Sounds like a nice dataset! Wish they had done a more detailed T cell panel but ah well.

I won't have time this week or next to dig in but will check it out early February.

eric-czech commented 5 years ago

Mm could be related but all the data on FlowRepository for that paper has ~20 markers instead of ~30 (w/o many of the more interesting ones).

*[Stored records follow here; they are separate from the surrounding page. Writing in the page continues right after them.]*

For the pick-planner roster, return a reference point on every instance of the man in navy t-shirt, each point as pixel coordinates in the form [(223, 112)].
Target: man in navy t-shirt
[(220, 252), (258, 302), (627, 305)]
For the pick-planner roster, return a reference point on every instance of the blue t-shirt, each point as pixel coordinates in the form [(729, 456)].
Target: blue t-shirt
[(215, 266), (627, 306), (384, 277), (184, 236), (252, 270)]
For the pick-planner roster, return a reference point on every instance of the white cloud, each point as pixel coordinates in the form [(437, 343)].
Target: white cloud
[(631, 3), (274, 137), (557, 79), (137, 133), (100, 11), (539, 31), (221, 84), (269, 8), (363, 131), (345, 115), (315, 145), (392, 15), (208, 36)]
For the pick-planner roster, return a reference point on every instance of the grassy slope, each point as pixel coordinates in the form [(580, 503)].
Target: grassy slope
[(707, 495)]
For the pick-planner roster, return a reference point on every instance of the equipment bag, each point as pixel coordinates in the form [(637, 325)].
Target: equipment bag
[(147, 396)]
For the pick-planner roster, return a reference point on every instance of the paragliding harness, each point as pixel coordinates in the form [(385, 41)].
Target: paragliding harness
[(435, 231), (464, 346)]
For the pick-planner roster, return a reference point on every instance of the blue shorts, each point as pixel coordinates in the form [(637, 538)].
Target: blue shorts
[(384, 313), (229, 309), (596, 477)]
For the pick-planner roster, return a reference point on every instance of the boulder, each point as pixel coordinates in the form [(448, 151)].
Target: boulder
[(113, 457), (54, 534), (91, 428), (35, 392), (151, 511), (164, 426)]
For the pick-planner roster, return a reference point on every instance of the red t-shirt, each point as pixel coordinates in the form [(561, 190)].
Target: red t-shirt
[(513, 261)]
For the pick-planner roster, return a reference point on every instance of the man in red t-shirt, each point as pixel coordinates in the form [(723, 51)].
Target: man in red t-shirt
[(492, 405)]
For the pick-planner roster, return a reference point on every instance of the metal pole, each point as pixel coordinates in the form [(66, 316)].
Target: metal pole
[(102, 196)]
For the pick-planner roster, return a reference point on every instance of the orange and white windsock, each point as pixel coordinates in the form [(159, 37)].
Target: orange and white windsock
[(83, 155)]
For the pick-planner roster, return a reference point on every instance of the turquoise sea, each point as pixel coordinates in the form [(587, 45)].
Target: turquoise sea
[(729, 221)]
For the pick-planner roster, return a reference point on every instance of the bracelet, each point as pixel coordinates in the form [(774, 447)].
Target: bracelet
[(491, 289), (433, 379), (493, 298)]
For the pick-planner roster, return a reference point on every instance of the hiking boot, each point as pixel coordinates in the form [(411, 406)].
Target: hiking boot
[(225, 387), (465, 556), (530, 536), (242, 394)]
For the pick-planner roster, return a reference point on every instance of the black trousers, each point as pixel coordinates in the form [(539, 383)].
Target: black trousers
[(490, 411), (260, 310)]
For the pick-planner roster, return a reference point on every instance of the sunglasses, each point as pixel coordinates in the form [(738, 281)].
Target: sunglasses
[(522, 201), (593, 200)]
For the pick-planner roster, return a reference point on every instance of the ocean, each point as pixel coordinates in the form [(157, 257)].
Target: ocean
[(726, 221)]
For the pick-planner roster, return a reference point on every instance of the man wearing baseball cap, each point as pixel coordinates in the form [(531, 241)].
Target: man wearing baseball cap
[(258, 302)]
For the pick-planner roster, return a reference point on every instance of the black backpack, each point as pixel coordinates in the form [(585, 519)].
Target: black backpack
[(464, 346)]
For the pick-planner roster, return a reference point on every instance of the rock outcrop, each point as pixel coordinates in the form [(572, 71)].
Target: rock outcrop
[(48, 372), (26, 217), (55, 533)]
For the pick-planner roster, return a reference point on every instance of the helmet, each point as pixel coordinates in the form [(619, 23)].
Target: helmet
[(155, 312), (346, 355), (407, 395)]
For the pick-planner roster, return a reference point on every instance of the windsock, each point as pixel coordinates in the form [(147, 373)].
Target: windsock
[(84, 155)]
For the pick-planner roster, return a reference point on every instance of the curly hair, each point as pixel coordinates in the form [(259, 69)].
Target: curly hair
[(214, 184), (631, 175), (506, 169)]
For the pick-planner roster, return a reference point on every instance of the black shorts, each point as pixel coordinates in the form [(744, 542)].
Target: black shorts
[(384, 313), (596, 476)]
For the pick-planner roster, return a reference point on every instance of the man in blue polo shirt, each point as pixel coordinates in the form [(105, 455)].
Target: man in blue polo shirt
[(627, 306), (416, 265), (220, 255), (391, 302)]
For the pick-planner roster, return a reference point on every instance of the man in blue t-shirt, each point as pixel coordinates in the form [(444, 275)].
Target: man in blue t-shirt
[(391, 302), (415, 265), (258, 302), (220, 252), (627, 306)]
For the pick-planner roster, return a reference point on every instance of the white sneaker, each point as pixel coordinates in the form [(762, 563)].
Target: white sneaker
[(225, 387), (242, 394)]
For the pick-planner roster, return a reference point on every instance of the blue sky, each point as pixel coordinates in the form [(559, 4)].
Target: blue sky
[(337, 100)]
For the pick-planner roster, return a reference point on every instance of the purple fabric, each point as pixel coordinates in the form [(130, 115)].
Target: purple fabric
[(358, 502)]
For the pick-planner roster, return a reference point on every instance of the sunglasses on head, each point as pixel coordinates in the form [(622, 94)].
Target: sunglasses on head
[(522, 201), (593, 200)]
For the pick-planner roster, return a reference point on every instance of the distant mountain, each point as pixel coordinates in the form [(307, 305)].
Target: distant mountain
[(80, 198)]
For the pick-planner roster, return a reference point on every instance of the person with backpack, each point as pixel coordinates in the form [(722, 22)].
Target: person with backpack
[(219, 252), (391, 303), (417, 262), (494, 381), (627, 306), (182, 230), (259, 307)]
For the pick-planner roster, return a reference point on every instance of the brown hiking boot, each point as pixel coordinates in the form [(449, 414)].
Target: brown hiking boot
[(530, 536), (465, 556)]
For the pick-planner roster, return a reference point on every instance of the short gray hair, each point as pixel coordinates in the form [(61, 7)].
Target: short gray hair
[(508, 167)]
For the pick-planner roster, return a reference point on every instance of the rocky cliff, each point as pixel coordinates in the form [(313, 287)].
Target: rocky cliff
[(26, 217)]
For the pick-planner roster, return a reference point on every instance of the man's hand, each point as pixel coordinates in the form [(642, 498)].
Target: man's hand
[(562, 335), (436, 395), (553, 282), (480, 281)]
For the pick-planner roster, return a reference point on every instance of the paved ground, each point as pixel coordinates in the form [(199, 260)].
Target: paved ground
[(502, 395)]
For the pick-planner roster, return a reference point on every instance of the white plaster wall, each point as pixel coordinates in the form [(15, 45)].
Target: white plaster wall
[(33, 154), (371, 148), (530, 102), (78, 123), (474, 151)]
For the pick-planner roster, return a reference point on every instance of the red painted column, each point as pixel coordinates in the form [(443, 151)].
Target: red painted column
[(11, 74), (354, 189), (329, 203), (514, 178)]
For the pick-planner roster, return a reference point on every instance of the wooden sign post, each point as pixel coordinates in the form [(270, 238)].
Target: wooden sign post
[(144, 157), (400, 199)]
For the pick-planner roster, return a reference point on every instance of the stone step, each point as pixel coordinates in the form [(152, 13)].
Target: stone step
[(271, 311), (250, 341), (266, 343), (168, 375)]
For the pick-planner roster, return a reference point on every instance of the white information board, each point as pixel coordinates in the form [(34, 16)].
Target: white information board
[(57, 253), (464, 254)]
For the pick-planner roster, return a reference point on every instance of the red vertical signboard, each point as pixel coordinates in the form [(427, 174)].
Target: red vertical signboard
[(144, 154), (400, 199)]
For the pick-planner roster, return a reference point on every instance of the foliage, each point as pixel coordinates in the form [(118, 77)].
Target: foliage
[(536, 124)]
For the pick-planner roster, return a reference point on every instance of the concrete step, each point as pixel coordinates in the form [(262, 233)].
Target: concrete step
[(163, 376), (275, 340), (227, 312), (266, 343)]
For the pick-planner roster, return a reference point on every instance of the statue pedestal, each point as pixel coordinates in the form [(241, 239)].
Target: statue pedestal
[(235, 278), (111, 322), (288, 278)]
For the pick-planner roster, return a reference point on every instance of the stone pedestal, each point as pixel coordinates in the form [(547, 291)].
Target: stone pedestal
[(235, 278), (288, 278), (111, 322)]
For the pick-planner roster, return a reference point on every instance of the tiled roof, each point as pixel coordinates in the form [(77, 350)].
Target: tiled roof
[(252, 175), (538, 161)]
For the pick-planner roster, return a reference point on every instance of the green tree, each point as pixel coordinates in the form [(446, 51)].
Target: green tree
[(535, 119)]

A final nugget then before leaving off it a bit -- here's some data I clustered from the typhoid fever paper (by Evan Newell) with some rough eyeballing on the cluster labels and colorings of the graph using what I thought were the markers that showed useful variation amongst naive cells. The star plot is impossible to read with this many markers but at least the legend shows those that are more unique to the (~43 marker) panel:

typhoid-fever-pbmc-flowsom

The downside of this data, which includes PBMC for 6 people before being infected, is that it's already filtered to CD4+ and there's no gating information. I can make due though if you think some of those markers are compelling. I also can't seem to find info in the paper or supplement on how old and/or healthy these subjects were at day 0. "Healthy" volunteers willing to let a bunch of scientists give them typhoid fever sounds like an oxymoron to me 😬

eric-czech commented 5 years ago

Alright one more update before moving on for a bit. After collecting what I mentioned in https://github.com/hammerlab/t-cell-data/issues/5#issuecomment-458201371 and looking for the datasets with the biggest relevant panels, I found two papers that seem to check all the boxes. Both are from Evan Newell in 2016 as well and include healthy blood samples with data that is not pre-gated to CD4/CD8 cells:

Optimization of mass cytometry sample cryopreservation after staining

Links: PubMed FlowRepository Panel: CD45, CD14, TCRγδ, CD3, HLA‐DR, TNF‐α, IFN‐g, MIP‐1β, IL‐8, CD8, CD45RA, CD19, CD4, CD103, IL‐2, CD25, CD107a, CCR7, CXCR4, Vd2, CD38, CD56, Integrin β7, CD279 (PD‐1), CCR9, CTLA‐4, CD40L, Vδ1, Vα 7.2, CXCR5, CD161, CCR2, IL‐4, IL‐10, CCR6, GM‐CSF, CCR4, IL‐22, CX3CR1, IL‐17A, CD16

A High-Dimensional Atlas of Human T Cell Diversity Reveals Tissue-Specific Trafficking and Cytokine Signatures

Links: PubMed FlowRepository Trafficking Panel (no stimulation): CD45, D14, CD57, TCRγδ, CD3, HLA-DR, CD29, CD38, CD69, CD62L, CD8α, CD45RO, CLA, CD4, CD103, CCR4, CD25, CD49a, CCR10, CXCR6, CD19, CD27, CD56, ICOS, PD-1, CD161, CCR9, CXCR3, CD95, CD31, CXCR5, CD49d, CCR2, Integrinβ7, CCR5, CCR6, CD45RA, CCR7, CX3CR1, CXCR4, CD127 Function Panel (PMA stimulation): CD45, CD14, CD57, TCRγδ, CD3, IFN-γ, TNF-α, IL-8, Granzyme B, IL-17F, CD8α, CD45RA, CLA, CD4, CTLA-4, IL-2, CD25, CD103, CCR10, CXCR6, IL-5, CD19, CD56, Integrinβ7, PD-1, IL-9, CCR9, CXCR3, CD127, Mip-1β, CXCR5, CD161, CCR2, IL-4, IL-10, CCR6, GM-CSF, CCR4, IL-22, CCR5, IL-17A

Let me know if you don't think those are on point @hammer.